Intel Confirms Alder Lake And Raptor Lake Both Support 600 Series Chipset Boards
This weekend, further documentation was discovered, which details Intel's "Alder-Raptor Lake PCH-S SATA Controller." Given the naming, there's no question that Alder Lake and Raptor Lake feature a related CPU architecture that will share supporting chipsets. The documentation was submitted to the SATA-IO, which is responsible for the SATA specification that hardware vendors adopt on motherboards and complementing accessories.
At present, four Device IDs were listed in the filing: 7AB0, 7ACB, 7A30, and 7A4B. Unfortunately, not much else is revealed except support for 3GB/sec and 6GB/sec SATA connections.
Alder Lake is Intel's second hybrid processor architecture, following its 10th generation Lakefield processors, which have already been discontinued [PDF]. Alder Lake will reportedly use a cluster of high-performance Golden Cove cores used in conjunction with Gracemont efficiency cores. The latest information suggests that flagship Alder Lake processors will feature 8 Golden Cove cores and 8 Gracement cores. However, only the Golden Cove cores will have HyperThreading enabled, meaning a maximum of 24 threads per processor.

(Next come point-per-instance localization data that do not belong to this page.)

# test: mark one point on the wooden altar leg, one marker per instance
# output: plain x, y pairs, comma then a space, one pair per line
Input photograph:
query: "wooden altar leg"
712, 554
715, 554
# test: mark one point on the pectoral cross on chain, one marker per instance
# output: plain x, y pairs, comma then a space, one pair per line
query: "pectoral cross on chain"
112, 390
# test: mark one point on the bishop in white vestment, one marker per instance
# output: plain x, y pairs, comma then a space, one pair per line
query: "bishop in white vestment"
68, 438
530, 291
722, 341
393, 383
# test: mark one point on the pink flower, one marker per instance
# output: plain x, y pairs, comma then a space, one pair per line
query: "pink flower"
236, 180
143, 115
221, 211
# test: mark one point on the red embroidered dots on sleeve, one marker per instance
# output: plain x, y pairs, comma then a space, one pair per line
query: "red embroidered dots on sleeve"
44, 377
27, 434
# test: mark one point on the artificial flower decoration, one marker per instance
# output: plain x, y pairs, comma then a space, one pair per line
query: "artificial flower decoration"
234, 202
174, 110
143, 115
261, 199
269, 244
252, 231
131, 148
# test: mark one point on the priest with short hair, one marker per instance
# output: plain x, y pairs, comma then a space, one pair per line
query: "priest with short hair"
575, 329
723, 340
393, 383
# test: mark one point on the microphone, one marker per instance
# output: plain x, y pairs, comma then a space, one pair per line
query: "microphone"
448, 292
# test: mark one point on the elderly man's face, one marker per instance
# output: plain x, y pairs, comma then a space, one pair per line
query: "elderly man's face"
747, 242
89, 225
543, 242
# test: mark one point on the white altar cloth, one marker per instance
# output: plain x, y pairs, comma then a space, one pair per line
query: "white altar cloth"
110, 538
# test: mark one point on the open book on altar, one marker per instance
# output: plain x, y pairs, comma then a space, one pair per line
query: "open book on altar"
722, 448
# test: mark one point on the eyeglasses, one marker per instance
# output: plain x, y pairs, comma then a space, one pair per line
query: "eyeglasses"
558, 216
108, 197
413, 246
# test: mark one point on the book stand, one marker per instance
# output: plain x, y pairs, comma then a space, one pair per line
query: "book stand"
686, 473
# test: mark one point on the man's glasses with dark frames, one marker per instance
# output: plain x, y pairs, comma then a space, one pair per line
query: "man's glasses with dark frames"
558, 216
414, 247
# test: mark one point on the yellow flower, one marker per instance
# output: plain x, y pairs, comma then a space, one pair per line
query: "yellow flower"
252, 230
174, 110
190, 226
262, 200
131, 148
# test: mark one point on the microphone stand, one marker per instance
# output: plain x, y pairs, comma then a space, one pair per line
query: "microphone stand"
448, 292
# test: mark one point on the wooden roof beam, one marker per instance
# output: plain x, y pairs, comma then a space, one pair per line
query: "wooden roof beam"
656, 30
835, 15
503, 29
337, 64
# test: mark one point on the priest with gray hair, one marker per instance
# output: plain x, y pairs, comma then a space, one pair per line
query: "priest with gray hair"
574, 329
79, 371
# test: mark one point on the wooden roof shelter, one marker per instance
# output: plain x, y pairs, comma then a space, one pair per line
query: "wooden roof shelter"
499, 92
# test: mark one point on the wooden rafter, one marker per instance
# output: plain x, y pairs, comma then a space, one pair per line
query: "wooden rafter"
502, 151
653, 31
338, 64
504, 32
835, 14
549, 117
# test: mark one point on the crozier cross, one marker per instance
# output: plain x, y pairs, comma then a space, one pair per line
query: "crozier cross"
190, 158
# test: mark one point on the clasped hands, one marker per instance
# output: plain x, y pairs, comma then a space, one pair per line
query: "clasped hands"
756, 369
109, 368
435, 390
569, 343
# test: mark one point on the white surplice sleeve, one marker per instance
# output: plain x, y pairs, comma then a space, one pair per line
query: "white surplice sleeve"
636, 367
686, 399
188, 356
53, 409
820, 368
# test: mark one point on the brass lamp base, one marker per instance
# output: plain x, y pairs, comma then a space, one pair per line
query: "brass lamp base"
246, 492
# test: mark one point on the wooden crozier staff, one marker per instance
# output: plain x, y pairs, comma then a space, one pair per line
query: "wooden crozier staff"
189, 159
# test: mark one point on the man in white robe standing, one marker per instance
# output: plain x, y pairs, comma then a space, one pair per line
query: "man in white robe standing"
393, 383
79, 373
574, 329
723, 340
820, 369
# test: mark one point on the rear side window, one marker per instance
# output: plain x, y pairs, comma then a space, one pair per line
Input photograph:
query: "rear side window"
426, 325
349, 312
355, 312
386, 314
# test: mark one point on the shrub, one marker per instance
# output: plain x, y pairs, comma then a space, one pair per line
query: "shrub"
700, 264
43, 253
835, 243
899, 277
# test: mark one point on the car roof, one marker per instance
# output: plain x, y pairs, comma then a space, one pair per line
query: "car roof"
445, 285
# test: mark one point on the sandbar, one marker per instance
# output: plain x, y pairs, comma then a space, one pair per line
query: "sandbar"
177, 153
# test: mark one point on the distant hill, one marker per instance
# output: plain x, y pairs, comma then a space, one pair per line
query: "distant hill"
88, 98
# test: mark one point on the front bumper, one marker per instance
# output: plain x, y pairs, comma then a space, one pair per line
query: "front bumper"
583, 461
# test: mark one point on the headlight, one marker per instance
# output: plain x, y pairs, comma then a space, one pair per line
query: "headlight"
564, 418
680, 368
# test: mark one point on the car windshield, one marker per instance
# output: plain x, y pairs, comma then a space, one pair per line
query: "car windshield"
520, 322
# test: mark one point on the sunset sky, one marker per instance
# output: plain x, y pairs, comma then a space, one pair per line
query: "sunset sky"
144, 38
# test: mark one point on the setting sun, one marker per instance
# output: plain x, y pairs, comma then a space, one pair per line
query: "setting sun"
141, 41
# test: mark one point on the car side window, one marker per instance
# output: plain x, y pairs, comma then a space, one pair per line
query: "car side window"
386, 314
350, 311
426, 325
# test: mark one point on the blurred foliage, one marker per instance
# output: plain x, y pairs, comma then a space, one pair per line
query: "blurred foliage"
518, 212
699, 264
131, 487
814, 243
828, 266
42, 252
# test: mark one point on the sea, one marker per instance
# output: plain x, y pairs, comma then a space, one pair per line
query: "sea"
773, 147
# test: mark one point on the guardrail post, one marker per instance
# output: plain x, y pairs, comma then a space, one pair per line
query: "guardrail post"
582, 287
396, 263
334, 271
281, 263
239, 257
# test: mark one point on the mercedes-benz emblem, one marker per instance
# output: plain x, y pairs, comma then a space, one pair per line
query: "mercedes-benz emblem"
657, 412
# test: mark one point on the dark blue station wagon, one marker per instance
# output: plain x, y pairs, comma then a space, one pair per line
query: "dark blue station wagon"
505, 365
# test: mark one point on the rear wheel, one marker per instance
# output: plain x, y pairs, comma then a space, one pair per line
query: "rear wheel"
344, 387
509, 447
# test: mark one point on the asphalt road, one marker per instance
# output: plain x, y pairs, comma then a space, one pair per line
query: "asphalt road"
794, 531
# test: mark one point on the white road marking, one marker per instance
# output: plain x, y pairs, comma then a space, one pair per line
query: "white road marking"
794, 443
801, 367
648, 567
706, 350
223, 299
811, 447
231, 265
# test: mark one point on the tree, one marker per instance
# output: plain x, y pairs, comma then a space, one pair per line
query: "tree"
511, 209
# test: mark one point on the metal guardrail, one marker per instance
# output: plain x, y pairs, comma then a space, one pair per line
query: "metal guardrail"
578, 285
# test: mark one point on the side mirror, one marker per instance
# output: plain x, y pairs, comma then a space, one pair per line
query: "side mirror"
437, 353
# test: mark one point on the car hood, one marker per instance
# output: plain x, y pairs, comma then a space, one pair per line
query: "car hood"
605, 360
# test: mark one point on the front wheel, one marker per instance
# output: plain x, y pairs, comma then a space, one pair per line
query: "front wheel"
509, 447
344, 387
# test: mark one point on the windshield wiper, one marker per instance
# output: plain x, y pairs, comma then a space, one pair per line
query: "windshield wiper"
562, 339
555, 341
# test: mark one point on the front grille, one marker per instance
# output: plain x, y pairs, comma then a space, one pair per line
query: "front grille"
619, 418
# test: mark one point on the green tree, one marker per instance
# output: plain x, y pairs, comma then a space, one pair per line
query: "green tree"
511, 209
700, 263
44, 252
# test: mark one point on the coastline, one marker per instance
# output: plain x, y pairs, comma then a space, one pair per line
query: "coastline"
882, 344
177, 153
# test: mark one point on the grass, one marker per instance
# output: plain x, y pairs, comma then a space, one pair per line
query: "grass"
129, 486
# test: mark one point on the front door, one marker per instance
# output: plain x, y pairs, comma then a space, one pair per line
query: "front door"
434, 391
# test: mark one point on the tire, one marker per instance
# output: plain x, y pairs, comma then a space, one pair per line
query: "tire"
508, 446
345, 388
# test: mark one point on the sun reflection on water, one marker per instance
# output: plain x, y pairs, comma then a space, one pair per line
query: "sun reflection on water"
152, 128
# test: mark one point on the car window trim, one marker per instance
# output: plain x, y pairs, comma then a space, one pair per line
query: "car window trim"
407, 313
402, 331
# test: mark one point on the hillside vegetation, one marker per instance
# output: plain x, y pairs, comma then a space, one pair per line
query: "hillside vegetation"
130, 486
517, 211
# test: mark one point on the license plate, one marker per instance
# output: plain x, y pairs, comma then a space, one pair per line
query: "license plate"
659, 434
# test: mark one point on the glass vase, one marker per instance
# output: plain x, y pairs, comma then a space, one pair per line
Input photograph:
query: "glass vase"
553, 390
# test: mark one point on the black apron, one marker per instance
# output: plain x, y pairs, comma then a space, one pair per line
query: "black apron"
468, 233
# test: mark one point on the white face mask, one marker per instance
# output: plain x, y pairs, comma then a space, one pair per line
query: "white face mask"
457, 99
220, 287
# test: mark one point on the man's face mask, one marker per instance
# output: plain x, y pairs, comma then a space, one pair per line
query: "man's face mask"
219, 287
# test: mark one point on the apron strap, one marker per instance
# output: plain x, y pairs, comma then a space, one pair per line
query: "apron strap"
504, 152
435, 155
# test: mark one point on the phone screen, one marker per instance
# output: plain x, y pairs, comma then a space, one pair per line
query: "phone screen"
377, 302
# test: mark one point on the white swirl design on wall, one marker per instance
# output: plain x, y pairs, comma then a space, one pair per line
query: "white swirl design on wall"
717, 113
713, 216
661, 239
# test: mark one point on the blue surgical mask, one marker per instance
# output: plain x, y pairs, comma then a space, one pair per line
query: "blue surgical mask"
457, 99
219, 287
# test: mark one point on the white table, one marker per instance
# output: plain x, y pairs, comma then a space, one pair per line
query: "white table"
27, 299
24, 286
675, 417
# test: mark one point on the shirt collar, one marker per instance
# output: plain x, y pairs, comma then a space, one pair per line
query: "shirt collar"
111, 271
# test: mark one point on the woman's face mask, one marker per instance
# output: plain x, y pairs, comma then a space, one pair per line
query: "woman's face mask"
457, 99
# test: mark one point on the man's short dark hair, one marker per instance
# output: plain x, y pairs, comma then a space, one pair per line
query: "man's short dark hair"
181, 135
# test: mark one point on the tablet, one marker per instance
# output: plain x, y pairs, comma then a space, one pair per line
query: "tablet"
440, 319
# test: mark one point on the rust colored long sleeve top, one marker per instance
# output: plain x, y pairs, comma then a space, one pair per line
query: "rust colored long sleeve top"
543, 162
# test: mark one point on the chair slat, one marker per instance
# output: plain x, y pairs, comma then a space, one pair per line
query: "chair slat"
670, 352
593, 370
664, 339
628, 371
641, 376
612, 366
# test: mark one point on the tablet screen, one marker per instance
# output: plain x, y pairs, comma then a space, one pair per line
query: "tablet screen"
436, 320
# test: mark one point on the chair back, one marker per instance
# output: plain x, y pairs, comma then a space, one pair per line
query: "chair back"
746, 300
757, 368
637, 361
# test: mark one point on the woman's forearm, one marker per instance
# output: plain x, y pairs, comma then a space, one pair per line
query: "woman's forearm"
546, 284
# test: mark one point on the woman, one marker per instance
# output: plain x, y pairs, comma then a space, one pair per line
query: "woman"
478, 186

If the rumors are accurate, 13th generation Raptor Lake processors will push the maximum core count to 24 (8 performance cores, 16 efficiency cores, 32 threads in total). Both processor families will use the LGA-1700 socket.
Alder Lake will become the first consumer desktop platform to support the PCIe 5.0 interface and DDR5 memory. Although Alder Lake has yet to launch officially, some vendors are already selling DDR5-4800 memory in 32GB kits on Amazon.
Given Intel's progression with its chipsets, Alder Lake should bring 600 Series motherboards to fruition, which would be compatible with the follow-up Raptor Lake. On the other hand, Raptor Lake will likely usher in the 700 Series chipsets with tweaks specific to that processor (although Alder Lake processors should work just fine).